Rapide comme l’éclair, le cabot recula, se ramassa sur lui-même et de son flanc indemne, de toutes ses forces, se jeta sur la porte. Tout l’appartement retentit du choc, mais la porte tint bon. L’animal rebondit au centre du local, se mit à tourner sur place comme une toupie, renversa le seau blanc et son contenu d’ouate stérile. Dans ce tourbillon démentiel furent entraînés les murs, les armoires bourrées d’instruments métalliques, le tablier blanc et le visage éperdu de la nommée Zina.
— Qu’est-ce que tu fais, diable pelé ? ! criait-elle dans tous ses états. Vas-tu finir, mauvaise bête ?
Mais lui tâchait désespérément de trouver une issue de secours.

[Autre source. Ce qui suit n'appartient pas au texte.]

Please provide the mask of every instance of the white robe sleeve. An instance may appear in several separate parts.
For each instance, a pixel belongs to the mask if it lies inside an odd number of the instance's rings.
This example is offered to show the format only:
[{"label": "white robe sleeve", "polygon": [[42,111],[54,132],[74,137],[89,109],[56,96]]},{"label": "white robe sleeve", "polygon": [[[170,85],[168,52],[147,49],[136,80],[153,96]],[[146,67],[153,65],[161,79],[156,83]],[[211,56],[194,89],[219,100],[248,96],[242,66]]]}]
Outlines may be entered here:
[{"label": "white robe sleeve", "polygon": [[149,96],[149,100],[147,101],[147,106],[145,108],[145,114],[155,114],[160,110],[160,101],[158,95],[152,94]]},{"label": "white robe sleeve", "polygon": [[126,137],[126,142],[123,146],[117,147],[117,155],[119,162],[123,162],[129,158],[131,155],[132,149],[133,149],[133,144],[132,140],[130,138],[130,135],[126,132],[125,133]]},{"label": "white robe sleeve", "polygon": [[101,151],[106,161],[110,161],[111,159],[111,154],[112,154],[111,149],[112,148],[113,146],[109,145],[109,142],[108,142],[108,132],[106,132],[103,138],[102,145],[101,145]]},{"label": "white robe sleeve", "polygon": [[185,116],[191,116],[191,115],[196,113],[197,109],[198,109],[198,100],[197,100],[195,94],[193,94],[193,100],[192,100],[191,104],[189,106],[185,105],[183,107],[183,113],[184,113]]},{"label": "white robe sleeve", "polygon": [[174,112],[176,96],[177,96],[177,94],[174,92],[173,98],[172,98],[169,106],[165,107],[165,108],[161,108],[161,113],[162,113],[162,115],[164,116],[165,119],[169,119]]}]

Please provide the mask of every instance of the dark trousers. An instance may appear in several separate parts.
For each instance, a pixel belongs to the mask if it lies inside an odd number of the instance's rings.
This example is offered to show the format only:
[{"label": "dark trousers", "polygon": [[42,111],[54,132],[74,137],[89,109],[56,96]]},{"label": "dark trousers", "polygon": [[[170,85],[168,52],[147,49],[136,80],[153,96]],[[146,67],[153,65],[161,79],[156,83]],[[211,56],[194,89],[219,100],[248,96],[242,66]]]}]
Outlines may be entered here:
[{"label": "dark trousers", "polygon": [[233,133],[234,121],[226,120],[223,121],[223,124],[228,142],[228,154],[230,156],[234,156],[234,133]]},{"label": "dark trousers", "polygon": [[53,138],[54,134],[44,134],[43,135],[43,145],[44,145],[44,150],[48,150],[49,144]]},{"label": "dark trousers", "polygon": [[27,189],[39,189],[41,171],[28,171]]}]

Bondissant de nouveau sur ce qu’il espérait être une autre porte, il percuta cette fois une vitre. Dans un terrible fracas, il y eut une pluie d’éclats de verre, un bocal pansu dégringola, répandant sur le sol une horreur brune qui dégagea immédiatement une puanteur épouvantable. Sur ce, la vraie porte s’ouvrit brutalement.
— Halte, sale animal ! cria le seigneur en faisant des bonds de cabri dans sa blouse dont il n’avait pu enfiler qu’une manche, et comme il réussissait à emprisonner les pattes du chien : — Attrape-le par la peau du cou, Zina, par la peau du cou, ce gredin !
— Nom d’une pipe ! En voilà, un chien !
Le battant de la porte s’ouvrit un peu plus, livrant passage à un autre personnage du sexe masculin, en blouse blanche lui aussi. Écrasant les débris de verre, il ne fonça pas sur l’animal mais vers l’armoire qu’il ouvrit, une odeur écœurante et doucereuse envahissant aussitôt le local. Le personnage en question plongea ensuite sur le chien, s’abattit sur lui de tout son poids, non sans se faire mordre d’importance au pied gauche, juste au-dessus du nœud de sa chaussure. Le personnage fit « aïe ! », mais ne perdit pas sa présence d’esprit. Le liquide nauséeux fit son œuvre, le cabot manqua d’air, tout se mit à tourner dans son crâne, ses pattes se dérobèrent sous lui, il se sentit partir à la dérive. « Avec mes remerciements, bien sûr, protestait-il encore rêveusement, tandis qu’il s’affaissait sur les tessons coupants. Adieu, Moscou ! Jamais plus je ne verrai le bon Tchitchkine, les prolos et le Spécial Cracovie. Ma vie de chien ne fut qu’une longue patience, elle me vaudra bien le paradis. Équarrisseurs, mes frères, pourquoi m’avoir fait ça ? »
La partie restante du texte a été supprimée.